Page MenuHomePhabricator

Create SQL database and Tables for Cognate extension to be used on Wiktionaries
Closed, ResolvedPublic

Description

The Cognate extension requires an additional database to be created with tables that will be shared between all wiktionaries.
The extension is already running on beta, a database named cognate_wiktionary has been created on the extension1 cluster.
I imagine it would make sense to carry this over into production (as long as the DBA team approve)
The extension is scheduled for deployment on the 24th April (see parent ticket).

Thus:

1 Database must be created on the decided cluster named 'cognate_wiktionary'
3 Tables must be created, SQL can be found @ https://phabricator.wikimedia.org/diffusion/1890/browse/master/db/

Related Objects

Event Timeline

Addshore created this task.
Addshore updated the task description. (Show Details)

As per T148988#2742029 I assume this is all public info and no further filtering is required when replicating to labs.
Most of the *wiktionary databases currently live in s3 so I would assume we need to create the new database and the 3 tables there too?

As per T148988#2742029 I assume this is all public info and no further filtering is required when replicating to labs.

Indeed, everything in these tables is public information and can be replicated to labs, no filtering required.

Most of the *wiktionary databases currently live in s3 so I would assume we need to create the new database and the 3 tables there too?

Well, the database can live anywhere / on any 'cluster' configured on mediawiki and the extension will work just fine.
If you feel that s3 is the best place for it then we can put it there!

So that we are not a blocker- creation of tables in production, specially if we have already given the OK to the plans, is not considered a schema change, so anyone with production rights can do it- you just need to mark it on the deployments calendar. With this we (DBAs) are not saying we do not want to do it, but you will have to wait for us to have a free slot, while many other people with development production rights may be able to do it better and earlier.

@Marostegui This is going to x1 as it is a shared thing between wikis- we may need to check replication filters.

So that we are not a blocker- creation of tables in production, specially if we have already given the OK to the plans, is not considered a schema change, so anyone with production rights can do it- you just need to mark it on the deployments calendar. With this we (DBAs) are not saying we do not want to do it, but you will have to wait for us to have a free slot, while many other people with development production rights may be able to do it better and earlier.

@Marostegui This is going to x1 as it is a shared thing between wikis- we may need to check replication filters.

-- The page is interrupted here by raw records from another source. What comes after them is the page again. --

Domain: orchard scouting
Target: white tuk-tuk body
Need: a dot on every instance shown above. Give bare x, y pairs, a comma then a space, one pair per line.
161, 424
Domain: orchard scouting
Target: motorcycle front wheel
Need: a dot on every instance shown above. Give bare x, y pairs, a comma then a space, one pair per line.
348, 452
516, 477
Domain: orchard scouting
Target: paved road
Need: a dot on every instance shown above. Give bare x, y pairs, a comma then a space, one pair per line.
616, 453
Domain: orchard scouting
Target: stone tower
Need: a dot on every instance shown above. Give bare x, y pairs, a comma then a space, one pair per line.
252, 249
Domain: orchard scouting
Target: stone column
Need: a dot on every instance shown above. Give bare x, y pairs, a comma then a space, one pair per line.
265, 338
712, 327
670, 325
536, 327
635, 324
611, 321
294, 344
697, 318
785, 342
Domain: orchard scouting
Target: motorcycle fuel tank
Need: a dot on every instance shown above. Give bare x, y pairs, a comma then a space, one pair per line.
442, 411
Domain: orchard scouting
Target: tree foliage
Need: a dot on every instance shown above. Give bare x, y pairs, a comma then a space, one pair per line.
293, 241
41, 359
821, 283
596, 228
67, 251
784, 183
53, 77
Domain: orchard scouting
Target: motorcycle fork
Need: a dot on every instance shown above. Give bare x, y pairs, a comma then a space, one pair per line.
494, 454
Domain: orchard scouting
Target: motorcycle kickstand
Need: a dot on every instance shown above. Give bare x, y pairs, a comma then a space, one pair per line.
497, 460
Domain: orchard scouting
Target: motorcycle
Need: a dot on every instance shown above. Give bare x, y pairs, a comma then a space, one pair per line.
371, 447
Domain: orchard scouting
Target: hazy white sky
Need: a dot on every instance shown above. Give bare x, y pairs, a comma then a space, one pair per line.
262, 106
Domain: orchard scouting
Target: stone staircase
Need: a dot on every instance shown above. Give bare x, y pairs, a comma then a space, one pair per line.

Ah @jcrespo thanks for the clarification!
This sentence actually confused me The extension is already running on beta, a database named cognate_wiktionary has been created on the extension1 cluster. and forgot to ask you past Thursday in our meeting, I had it noted down for Monday actually :)

To clarify- it may be blocked on us right now to create the database and because labs filtering is not well managed, but the general idea stays for normal table creations.

This sentence actually confused me

x1 == extension1 :-)

A quick look on the x1 production hosts (thanks Jaime for the clarification) shows no replication filters so for those, we should be fine to create all on the master and let it replicate.
As Jaime mentioned, for labs we might need to manually intervene there, if creating the database+tables does not replicate well to labs because of all the filtering.

production hosts

Was thinking on dbstore (backup) hosts, which were problematic (remember you where the ones to set up those last time) + private table filtering. x1 has been traditionally not replicated to labs, this can be challenging (I would start by not replicationg at all, but setting the filters accordingly). Also reviewing the grants for the wikiuser and wikiadmin users.

Yup, we can leave labs aside for the "first stage" and then study those without blocking this task I would say.

@Addshore I hope labs access is not a blocker for this, that can be done at a later date.

@Addshore I hope labs access is not a blocker for this, that can be done at a later date.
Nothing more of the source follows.